In a Feb. 2 meeting that was secretly recorded and
published today by David Corn of
Mother Jones, Senate Minority Leader Mitch McConnell explained his "Whac-A-Mole" reelection strategy to his campaign staff: "When anybody sticks their head up," he said, "do them out."
The focus of the meeting was opposition research on Ashley Judd, who at the time was considering a bid. McConnell and his staff discussed how to attack her on everything from her political views to the fact that she had considered suicide as a sixth-grader. It was pretty nasty stuff and definitely not the kind of meeting an unpopular senator seeking reelection should want to be associated with.
Despite McConnell's "do them out" strategy, the campaign actually appeared to relish the possibility of facing Judd in a general election. In fact, other than facing no candidate at all, they seemed to believe Judd was their version of Sharron Angle. But unlike Angle, Judd decided not run—and unlike Harry Reid, Mitch McConnell is now on tape with his campaign staff salivating over the prospect of facing what he believed would be a weak opponent.
The meeting also discussed another potential McConnell opponent, Alison Lundergan Grimes, Kentucky's Democratic secretary of state. Unlike Judd, McConnell's opposition research on Grimes basically came up empty. Grimes, who is 34 and a rising star in the state, hasn't decided to run, but if she does, McConnell's "Whac-A-Mole" plan appears to be in serious jeopardy.
To the extent that the tape is damaging for McConnell, I think it's that by saying that his political fortunes depend on having weak opposition, he's effectively conceding the weakness of his own record. Obviously, denying your opponents oxygen is a tried and true political tactic, but it's one thing to do it and it's another thing to say you're doing it, because by saying you're doing, you basically are admitting you don't have anything else. And given that McConnell is still the most unpopular senator in the country, that's not a good position to be in.

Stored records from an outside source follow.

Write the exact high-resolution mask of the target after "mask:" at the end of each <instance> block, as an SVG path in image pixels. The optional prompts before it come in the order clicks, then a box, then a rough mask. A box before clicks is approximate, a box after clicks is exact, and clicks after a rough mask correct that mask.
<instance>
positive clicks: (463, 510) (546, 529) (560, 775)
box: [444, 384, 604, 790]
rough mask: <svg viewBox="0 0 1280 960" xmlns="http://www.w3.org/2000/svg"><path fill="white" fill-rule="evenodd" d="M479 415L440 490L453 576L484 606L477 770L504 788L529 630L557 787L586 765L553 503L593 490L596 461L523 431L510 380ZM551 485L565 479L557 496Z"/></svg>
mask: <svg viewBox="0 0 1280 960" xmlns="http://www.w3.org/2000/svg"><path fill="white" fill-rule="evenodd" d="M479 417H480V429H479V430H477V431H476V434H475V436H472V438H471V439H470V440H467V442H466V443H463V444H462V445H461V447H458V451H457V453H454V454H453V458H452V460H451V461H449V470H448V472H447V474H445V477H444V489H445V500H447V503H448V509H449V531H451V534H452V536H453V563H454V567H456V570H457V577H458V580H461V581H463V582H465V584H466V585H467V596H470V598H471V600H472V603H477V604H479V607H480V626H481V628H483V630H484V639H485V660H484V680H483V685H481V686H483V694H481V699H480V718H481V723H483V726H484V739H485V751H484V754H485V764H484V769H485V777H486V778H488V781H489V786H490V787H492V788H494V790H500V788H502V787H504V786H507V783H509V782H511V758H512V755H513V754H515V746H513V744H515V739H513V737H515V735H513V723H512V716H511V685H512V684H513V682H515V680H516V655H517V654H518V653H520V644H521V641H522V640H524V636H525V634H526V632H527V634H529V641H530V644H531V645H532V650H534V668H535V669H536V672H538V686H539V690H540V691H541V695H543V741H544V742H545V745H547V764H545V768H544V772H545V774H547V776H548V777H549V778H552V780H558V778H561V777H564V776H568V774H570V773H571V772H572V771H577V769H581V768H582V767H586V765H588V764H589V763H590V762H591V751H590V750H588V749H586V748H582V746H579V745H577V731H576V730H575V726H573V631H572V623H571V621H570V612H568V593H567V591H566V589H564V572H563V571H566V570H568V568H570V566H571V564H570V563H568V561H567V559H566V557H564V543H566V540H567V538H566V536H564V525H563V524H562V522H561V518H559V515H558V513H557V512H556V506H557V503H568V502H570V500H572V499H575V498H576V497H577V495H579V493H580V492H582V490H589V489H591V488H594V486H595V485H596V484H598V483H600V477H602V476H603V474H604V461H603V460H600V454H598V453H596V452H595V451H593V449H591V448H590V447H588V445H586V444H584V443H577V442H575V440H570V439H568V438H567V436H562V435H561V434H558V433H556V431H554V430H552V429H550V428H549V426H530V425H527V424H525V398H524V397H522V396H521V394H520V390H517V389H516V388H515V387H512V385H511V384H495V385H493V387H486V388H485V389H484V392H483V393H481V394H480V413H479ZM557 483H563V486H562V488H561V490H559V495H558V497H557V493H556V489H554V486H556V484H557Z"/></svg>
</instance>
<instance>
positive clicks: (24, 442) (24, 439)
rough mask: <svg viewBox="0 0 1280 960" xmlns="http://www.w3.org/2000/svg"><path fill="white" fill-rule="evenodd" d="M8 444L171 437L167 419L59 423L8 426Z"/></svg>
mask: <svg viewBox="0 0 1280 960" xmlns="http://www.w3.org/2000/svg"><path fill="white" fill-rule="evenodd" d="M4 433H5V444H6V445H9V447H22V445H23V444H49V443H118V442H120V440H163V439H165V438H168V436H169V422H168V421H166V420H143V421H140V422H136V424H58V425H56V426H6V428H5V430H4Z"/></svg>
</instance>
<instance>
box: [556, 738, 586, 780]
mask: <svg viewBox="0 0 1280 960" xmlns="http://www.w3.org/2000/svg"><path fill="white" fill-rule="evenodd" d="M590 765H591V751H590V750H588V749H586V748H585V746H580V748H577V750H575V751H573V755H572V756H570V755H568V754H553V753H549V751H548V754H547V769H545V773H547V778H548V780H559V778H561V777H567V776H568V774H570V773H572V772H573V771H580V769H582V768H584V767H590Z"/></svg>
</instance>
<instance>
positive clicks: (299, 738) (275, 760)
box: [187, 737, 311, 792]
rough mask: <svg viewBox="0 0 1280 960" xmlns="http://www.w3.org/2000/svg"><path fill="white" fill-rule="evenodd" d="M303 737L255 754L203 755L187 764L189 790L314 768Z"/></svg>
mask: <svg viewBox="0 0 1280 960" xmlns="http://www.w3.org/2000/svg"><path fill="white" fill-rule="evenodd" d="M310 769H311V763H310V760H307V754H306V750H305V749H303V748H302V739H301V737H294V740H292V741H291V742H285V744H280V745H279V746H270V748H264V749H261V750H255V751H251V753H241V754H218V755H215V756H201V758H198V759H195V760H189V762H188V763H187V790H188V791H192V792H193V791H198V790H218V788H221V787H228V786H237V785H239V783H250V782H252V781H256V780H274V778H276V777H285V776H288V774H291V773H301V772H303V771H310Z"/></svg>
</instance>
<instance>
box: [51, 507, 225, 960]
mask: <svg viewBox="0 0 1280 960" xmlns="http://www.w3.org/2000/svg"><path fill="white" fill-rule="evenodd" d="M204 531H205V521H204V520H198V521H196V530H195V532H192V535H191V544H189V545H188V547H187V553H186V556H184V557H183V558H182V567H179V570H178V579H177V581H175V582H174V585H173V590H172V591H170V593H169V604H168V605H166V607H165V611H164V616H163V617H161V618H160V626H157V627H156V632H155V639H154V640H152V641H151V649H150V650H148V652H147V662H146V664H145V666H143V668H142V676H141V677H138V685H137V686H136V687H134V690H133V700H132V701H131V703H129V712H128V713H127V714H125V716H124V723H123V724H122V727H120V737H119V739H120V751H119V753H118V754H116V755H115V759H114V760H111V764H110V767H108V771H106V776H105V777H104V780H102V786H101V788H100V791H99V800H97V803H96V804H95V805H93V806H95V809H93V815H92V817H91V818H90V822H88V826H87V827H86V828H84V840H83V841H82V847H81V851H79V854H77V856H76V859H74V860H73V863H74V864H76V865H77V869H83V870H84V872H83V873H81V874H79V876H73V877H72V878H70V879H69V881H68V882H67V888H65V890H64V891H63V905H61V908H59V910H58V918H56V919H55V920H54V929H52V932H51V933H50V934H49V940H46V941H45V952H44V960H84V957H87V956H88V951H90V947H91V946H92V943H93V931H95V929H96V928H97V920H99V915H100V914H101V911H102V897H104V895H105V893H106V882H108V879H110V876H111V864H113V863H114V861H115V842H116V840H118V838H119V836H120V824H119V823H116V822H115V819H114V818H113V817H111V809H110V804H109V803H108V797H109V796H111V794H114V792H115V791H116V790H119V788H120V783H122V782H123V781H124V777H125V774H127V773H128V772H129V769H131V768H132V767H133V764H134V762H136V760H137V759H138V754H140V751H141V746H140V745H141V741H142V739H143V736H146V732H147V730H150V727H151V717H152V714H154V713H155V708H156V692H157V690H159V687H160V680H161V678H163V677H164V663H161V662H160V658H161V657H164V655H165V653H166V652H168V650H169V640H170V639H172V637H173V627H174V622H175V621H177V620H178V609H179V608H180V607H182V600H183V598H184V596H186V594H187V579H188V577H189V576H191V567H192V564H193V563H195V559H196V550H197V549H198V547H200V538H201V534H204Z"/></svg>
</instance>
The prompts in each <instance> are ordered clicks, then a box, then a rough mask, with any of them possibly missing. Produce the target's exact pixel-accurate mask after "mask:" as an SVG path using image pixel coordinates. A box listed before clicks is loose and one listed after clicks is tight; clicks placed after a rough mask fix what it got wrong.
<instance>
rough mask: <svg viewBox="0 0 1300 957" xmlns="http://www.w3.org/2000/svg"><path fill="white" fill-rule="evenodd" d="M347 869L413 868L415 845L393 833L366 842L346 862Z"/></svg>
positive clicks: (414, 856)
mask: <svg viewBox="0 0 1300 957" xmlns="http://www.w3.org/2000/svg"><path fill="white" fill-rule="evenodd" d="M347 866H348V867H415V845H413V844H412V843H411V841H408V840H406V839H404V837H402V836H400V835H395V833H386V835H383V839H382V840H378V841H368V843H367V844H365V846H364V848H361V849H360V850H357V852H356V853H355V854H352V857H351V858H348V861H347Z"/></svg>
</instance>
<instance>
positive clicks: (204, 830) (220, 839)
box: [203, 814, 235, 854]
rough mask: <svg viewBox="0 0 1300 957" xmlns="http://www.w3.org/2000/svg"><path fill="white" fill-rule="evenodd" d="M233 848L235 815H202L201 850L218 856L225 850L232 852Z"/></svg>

Predictably, McConnell is responding to the story by trying to deflect focus from what he said to questions about how the tape was obtained. In a statement, the campaign accused "the Left" of "Watergate-style" tactics, but provided no evidence that the tape was recorded by opponents of McConnell on the left. A source "close" to McConnell's campaign told CNN that the FBI has been asked to investigate how the recording was made. But however it was made, what McConnell said on the recording was crystal clear: to win, he needs to annihilate his opponents before the campaign even begins.